Either we endure the pain or we be swept away… Either we stay or go… Either we chase or not, either way we will always have a choice. So how do we keep our faith in chances of fighting for love? Do we just follow what we know? Or we give in to what we want to believe? A hard battle isn’t it?

November 20, 2013

I’ve messed it up… Or the situation needed to be… Cause it had to be…

Words that i let out that night was too painful for him to take that i totally didn’t care or forgot who he was in my life. That he was the only treasure I have these days where I find courage to go on, to keep moving forward, to see things positively and I blown it up just like that…

For him…

I may not be the right girl for him anymore or at least he doesn’t see me now as what i am and who i could be, but who i was that night.

For me…

…only if he could see it through …only if he listened to the situation …only if he let me explain …we could do more if we’re together …we could reach far if we’re together …we could fight this battle if we’re together …but all was too late.

Walls had been built and i can’t get through anymore… I tried to explain …email …text messages …messengers, but I just can’t. I was left behind the walls …or maybe I should try harder?

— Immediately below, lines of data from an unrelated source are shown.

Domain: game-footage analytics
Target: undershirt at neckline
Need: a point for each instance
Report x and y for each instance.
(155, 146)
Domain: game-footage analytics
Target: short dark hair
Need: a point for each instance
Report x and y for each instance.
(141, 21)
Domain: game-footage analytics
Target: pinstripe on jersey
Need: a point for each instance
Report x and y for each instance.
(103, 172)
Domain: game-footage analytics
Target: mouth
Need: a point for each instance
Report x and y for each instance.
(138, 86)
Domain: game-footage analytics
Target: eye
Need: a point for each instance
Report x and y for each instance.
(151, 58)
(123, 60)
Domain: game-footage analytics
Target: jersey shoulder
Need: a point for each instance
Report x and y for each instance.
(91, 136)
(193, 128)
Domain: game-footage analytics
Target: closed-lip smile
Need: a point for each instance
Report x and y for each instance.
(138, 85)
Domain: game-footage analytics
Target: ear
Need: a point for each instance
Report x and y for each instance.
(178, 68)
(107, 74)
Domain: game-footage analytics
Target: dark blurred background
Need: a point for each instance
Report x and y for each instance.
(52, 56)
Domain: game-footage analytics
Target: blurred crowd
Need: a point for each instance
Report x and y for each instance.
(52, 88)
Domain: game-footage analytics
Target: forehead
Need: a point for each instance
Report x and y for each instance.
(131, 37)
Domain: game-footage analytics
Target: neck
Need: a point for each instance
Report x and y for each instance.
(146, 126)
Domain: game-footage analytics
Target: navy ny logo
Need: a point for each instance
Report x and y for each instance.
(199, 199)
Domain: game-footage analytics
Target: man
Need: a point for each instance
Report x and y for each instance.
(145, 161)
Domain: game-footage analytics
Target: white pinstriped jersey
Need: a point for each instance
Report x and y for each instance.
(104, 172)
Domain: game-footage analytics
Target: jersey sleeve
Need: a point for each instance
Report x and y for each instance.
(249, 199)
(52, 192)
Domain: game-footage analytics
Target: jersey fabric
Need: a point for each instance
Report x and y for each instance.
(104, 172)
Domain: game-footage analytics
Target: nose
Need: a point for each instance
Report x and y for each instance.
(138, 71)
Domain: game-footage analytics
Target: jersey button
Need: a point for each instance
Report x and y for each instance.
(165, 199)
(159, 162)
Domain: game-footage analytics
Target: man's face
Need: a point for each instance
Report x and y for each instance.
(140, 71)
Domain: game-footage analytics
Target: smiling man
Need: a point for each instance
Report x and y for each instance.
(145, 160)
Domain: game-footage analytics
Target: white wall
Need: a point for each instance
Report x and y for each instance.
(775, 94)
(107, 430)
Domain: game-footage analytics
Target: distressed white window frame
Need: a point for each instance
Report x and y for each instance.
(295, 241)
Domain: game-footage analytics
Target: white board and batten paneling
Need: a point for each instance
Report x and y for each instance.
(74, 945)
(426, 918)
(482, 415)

I love him but with all that i told him that night… if loosing him would make him a better person, a better man, a better husband in the future… I am willing to sacrifice my own happiness.

November 24,2013

I went to church for a visit and reflect on with what’s happening in my life… Finally i’ve felt what love was and what love is. A love that was overwhelming and naive and a love that is pure and unconditional. A love that i only felt with him …love before sight …love in a distance

What i went through and what it is right now had never been easy for me. It takes one too many heartaches, one too many sorrowful moments and one too many painful experiences to finally say i loved with all of my heart the best i could only if there were two hearts beating as one.